Religion Today Summaries - September 21, 2005

Compiled & Edited by Crosswalk News Staff

Religion Today Summaries - September 21, 2005

Daily briefs of the top news stories impacting Christians around the world. In today's edition:

  • “See You at the Pole” Day Around the World

  • Religious Leaders Urge Congress to Protect the Food Stamp Program from Budget Cuts

  • Evangelist Says Everyday Illustrations Best Communicate the Gospel 

  • Bible Can be Taught in Public Schools from Literary and Historical Viewpoint

“See You at the Pole” Day Around The World
Agape Press

Today is "See You at the Pole" day at schools across America and around the world.  More than two million teens in all 50 states and numerous foreign countries are expected to participate in this year's event, the theme of which is "PRAY: call 2 me" -- based on the scripture Jeremiah 33:3.  The national organization, which provides promotional material and guidance for groups planning a SYATP event, also provides information on students' rights to gather on school grounds for the sole purpose of praying for their nation, their campuses, and their families.  The group encourages SYATP participants to be prepared for possible opposition from school officials, and to know their rights, plan their response, and -- above all -- remember they are representing Christ.  Since its inception in 1990, SYATP has occurred every third Wednesday in September.  But beginning next year, the event will be moved to every fourth Wednesday of that month to allow students more time to organize their observance after their school year begins.

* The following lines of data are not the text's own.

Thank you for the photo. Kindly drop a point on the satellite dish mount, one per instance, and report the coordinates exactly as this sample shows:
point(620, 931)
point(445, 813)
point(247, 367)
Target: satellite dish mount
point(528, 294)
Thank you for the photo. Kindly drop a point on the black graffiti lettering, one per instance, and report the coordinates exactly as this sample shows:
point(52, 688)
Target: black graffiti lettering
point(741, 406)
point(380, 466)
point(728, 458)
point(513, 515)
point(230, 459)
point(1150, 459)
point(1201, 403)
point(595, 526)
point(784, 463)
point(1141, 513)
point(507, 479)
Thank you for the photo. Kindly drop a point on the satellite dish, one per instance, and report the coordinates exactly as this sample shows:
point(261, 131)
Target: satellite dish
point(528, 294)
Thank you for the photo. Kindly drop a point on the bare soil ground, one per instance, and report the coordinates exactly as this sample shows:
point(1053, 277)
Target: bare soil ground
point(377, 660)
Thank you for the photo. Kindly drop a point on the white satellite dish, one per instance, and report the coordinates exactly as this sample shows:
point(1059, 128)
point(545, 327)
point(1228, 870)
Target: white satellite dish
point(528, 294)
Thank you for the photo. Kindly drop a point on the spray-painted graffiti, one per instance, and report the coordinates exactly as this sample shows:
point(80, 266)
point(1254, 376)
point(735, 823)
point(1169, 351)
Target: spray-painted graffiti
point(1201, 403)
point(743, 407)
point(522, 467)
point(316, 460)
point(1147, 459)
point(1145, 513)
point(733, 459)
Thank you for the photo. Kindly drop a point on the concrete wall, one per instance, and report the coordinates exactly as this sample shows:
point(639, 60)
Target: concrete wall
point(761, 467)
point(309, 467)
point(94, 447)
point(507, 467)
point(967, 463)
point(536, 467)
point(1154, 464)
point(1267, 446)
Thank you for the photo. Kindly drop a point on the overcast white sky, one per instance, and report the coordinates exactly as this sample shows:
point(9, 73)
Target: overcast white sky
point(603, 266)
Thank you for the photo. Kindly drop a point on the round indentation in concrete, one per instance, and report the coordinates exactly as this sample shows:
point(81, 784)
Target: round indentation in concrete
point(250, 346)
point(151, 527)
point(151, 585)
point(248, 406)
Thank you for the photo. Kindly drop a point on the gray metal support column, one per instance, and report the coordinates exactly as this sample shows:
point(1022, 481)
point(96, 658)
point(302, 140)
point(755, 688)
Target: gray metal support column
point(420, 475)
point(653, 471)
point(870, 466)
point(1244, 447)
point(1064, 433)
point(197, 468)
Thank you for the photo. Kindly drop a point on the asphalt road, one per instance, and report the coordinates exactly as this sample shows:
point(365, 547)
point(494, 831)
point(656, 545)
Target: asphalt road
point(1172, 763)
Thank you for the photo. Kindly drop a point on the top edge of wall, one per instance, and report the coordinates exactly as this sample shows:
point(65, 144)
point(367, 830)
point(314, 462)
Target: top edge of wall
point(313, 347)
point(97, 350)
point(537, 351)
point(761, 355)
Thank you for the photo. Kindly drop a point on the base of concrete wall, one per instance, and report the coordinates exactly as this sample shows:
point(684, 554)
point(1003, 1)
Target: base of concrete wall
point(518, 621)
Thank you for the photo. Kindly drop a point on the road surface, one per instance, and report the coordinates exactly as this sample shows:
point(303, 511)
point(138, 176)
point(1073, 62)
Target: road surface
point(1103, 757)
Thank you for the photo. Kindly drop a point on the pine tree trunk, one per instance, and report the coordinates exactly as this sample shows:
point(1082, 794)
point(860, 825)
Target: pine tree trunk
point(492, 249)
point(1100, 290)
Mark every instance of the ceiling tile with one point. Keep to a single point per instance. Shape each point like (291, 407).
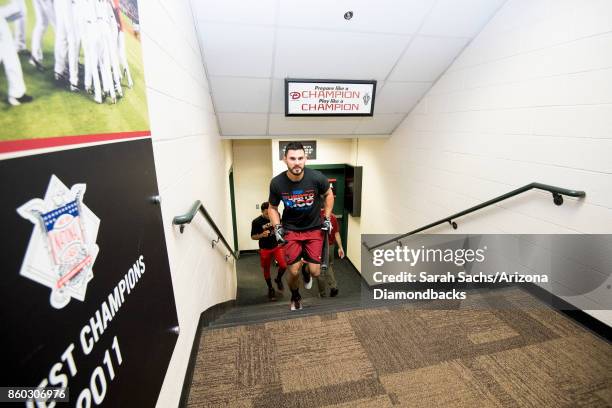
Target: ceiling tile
(383, 123)
(427, 58)
(459, 18)
(235, 11)
(382, 16)
(397, 97)
(232, 94)
(242, 124)
(234, 50)
(336, 55)
(281, 125)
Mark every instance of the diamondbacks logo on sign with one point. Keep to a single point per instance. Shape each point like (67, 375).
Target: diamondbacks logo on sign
(62, 248)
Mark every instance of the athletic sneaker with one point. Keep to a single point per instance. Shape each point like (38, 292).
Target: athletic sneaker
(296, 302)
(307, 278)
(271, 294)
(279, 283)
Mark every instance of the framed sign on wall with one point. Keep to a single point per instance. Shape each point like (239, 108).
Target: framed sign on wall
(329, 97)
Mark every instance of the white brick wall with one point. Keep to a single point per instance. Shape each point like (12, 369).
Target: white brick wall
(530, 99)
(192, 163)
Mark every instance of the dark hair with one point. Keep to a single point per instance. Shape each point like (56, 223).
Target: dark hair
(294, 146)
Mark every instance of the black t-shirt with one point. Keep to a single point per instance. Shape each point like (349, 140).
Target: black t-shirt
(302, 199)
(257, 227)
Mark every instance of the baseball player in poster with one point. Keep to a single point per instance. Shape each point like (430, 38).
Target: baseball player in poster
(9, 58)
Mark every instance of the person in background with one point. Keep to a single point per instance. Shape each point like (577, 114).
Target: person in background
(9, 11)
(262, 231)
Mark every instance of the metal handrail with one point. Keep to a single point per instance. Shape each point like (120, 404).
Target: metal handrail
(182, 220)
(557, 193)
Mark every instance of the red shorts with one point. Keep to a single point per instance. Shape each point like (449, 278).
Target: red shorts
(306, 244)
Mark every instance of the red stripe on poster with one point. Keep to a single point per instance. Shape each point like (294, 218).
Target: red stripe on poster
(27, 144)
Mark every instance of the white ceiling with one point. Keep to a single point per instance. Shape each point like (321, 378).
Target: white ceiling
(250, 47)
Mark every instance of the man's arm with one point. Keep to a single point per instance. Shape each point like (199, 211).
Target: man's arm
(339, 244)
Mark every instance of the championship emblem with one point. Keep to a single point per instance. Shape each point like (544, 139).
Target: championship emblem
(62, 248)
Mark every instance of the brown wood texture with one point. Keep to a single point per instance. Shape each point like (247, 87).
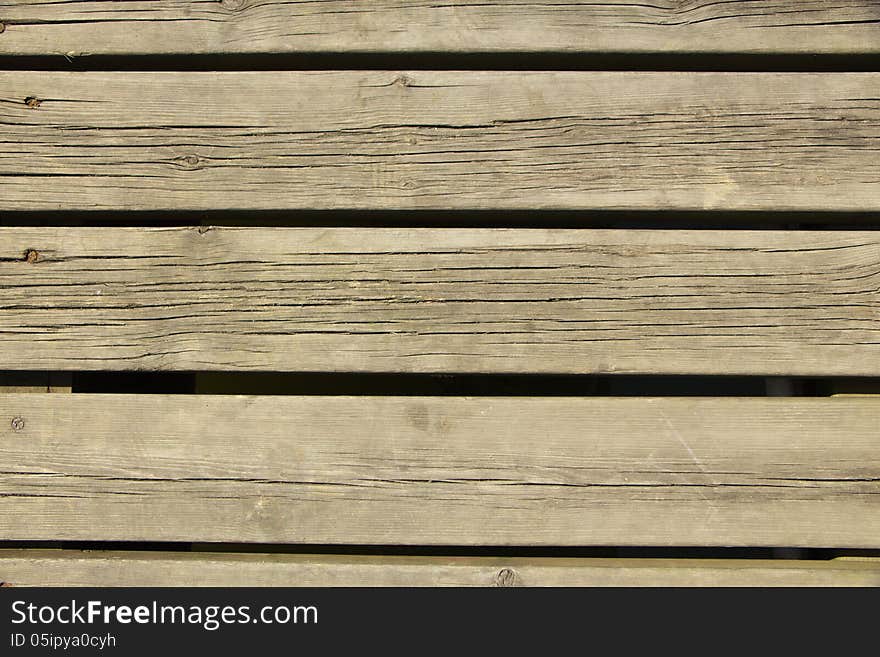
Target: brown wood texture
(71, 568)
(439, 140)
(455, 471)
(441, 300)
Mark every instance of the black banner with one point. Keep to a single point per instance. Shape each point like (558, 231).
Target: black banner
(408, 621)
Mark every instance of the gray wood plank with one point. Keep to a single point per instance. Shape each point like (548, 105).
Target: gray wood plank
(441, 300)
(75, 28)
(455, 471)
(70, 568)
(439, 140)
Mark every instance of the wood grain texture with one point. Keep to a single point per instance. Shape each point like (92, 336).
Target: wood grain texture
(457, 471)
(69, 568)
(441, 300)
(272, 26)
(439, 140)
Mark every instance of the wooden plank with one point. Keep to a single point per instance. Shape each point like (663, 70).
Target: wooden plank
(430, 470)
(439, 140)
(441, 300)
(70, 568)
(270, 26)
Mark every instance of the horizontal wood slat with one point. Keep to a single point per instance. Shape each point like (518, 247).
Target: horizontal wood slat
(441, 300)
(266, 26)
(62, 568)
(439, 140)
(457, 471)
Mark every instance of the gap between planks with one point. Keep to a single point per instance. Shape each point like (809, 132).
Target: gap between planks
(72, 29)
(71, 568)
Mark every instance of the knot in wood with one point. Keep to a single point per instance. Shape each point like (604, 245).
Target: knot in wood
(506, 577)
(190, 161)
(233, 5)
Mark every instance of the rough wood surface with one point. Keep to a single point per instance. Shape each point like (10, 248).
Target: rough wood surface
(61, 568)
(264, 26)
(439, 140)
(441, 300)
(34, 382)
(458, 471)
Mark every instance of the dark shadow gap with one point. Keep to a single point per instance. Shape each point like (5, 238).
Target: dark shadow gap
(602, 552)
(476, 385)
(616, 219)
(510, 61)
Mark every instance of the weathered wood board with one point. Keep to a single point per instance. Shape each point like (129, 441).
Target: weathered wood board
(426, 471)
(441, 300)
(376, 140)
(74, 28)
(69, 568)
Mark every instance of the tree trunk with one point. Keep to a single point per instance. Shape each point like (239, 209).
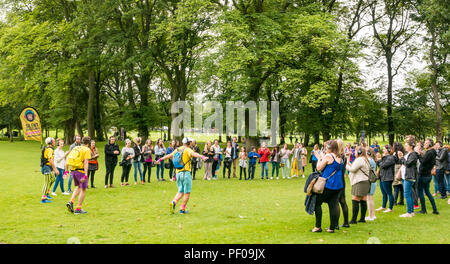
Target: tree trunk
(69, 131)
(98, 113)
(317, 138)
(389, 98)
(91, 105)
(434, 87)
(306, 140)
(79, 128)
(10, 133)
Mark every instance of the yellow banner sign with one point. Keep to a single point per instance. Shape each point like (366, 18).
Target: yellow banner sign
(31, 124)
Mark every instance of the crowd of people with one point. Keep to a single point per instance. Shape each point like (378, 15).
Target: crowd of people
(408, 169)
(404, 172)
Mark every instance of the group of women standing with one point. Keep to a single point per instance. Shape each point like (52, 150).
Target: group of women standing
(407, 169)
(278, 158)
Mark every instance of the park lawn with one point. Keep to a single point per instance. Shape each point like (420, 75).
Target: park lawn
(222, 211)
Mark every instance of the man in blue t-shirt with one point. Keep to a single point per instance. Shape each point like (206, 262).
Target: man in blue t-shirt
(252, 162)
(375, 147)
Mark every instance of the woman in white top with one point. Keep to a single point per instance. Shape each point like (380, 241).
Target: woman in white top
(60, 162)
(127, 157)
(216, 162)
(296, 160)
(284, 157)
(243, 163)
(359, 179)
(227, 160)
(160, 151)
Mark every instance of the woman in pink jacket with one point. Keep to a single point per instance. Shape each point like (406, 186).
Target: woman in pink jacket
(264, 152)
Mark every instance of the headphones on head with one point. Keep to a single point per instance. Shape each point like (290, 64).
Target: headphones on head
(388, 149)
(359, 151)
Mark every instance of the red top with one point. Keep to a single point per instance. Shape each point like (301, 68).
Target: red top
(264, 154)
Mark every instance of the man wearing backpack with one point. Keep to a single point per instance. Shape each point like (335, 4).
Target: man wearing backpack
(182, 162)
(48, 168)
(78, 160)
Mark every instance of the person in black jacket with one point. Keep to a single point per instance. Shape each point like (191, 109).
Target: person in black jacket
(441, 166)
(427, 162)
(410, 162)
(111, 153)
(195, 161)
(387, 170)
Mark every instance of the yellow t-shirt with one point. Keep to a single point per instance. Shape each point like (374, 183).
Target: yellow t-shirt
(187, 155)
(48, 155)
(85, 154)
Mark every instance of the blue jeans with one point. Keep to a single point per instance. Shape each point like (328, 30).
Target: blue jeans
(441, 180)
(286, 169)
(386, 190)
(69, 184)
(138, 167)
(160, 169)
(251, 171)
(275, 167)
(407, 185)
(59, 180)
(264, 167)
(424, 186)
(447, 180)
(436, 184)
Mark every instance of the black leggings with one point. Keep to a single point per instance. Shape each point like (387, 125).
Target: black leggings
(331, 198)
(343, 203)
(215, 163)
(171, 170)
(109, 173)
(245, 173)
(314, 165)
(147, 166)
(193, 170)
(398, 190)
(227, 166)
(91, 174)
(125, 173)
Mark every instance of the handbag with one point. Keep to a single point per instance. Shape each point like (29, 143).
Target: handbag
(93, 166)
(372, 175)
(199, 164)
(433, 171)
(319, 185)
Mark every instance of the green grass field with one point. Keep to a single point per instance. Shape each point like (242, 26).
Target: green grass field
(222, 211)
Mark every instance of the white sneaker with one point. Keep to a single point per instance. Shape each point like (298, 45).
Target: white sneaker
(406, 215)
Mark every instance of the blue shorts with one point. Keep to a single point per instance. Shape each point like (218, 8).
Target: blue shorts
(373, 188)
(46, 169)
(184, 182)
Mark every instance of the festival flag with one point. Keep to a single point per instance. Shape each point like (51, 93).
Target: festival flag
(31, 124)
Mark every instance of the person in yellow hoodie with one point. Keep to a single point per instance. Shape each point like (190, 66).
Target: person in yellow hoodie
(48, 169)
(184, 178)
(78, 160)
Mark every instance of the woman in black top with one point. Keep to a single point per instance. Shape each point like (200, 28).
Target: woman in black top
(195, 161)
(341, 197)
(208, 151)
(111, 153)
(387, 169)
(410, 163)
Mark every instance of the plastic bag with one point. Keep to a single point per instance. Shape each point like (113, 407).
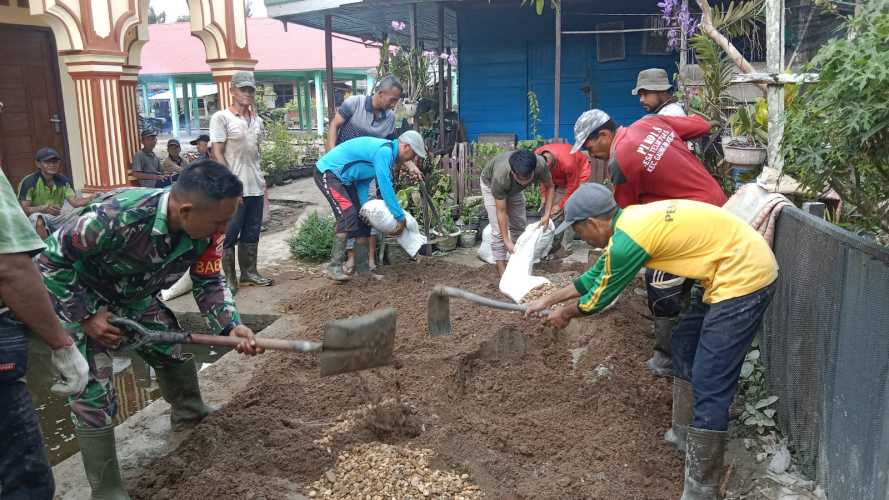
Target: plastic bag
(517, 280)
(181, 287)
(377, 214)
(485, 252)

Religious Leaders Urge Congress to Protect the Food Stamp Program from Budget Cuts
Religion News Service

Every member of Congress will receive a letter today from a prominent group of Christian, Jewish and Muslim religious leaders asking representatives to protect the Food Stamp Program from funding cuts during the federal budget reconciliation process. This letter is the next step in the anti-hunger efforts of leaders who came together on June 6, 2005, for the first Interfaith Convocation on Hunger at the National Cathedral, representing more than 100 million people of faith, to call on Congress and the President to make a new national commitment to fight hunger. This diverse group of signers includes His Eminence Theodore Cardinal McCarrick, Catholic Archbishop of Washington D.C.; Commissioner W. Todd Bassett, National Commander, The Salvation Army, United States; Rev. Mark S. Hanson, Presiding Bishop, Evangelical Lutheran Church in America and Rt. Rev. Philip R. Cousin, Sr., Senior Bishop, African Methodist Episcopal Church. “It is unthinkable that in a time when hunger and poverty are on the rise in the United States, Congress is considering trying to balance the budget on the backs of hungry and poor people,” said Rev. David Beckmann, president of Bread for the World. “Hurricane Katrina exposed poverty anew to our nation and highlighted the importance of supporting safety-net programs for those in need. The religious leaders sending this letter to Congress are imploring our representatives to listen to the will of the American people and protect the food stamp program.”

Evangelist Says Everyday Illustrations Best Communicate the Gospel
David Sanford, Assist News Service

Many Christians want to be able to share their faith effectively, but most don’t know where to start. How do you bring up Jesus Christ in an everyday conversation? How do you explain biblical truths to someone who doesn’t know Christ yet? “All Christians have some idea of the basic beliefs of Christianity. We know that Jesus Christ is God’s Son, who died on the cross, was buried, and rose on the third day to pay for our sins,” says Mike Silva, an internationally recognized evangelist. “We know the message, but how do we share it?” For years, Silva has been presenting the gospel message in countries all over the world, using everyday objects to explain many of the key ideas of Christianity. Silva has found more than 100 ways to simply and easily communicate biblical truths through everyday illustrations, and he has published three new downloads on his website . “These new illustrations are a resource to help you picture God’s offer of salvation when you’re talking with others.” Silva encourages Web site visitors to send his new downloads via e-mail to family and friends. Each of the “Would You Like Fries with That?” downloads features artwork by Matt Williames, best known for his work on some of Hollywood’s most successful new animated feature films.

Bible Can be Taught in Public Schools from Literary and Historical Viewpoint
Agape Press

The National Council on Bible Curriculum in Public Schools brought its revised curriculum to Washington, DC, in an effort to dispel false charges against its use. Council attorney Mike Johnson told a recent press conference just why it is important to have a Bible curriculum taught in the public schools. "The first public education laws in America actually made Bible study compulsory," he points out. "There was a reason for that: the founders saw biblical values as the basis of our republic and the foundation of public education." Johnson asserts that the Bible can be taught in public schools from a literary and historical viewpoint, contrary to what secular opponents of such courses lead people to believe.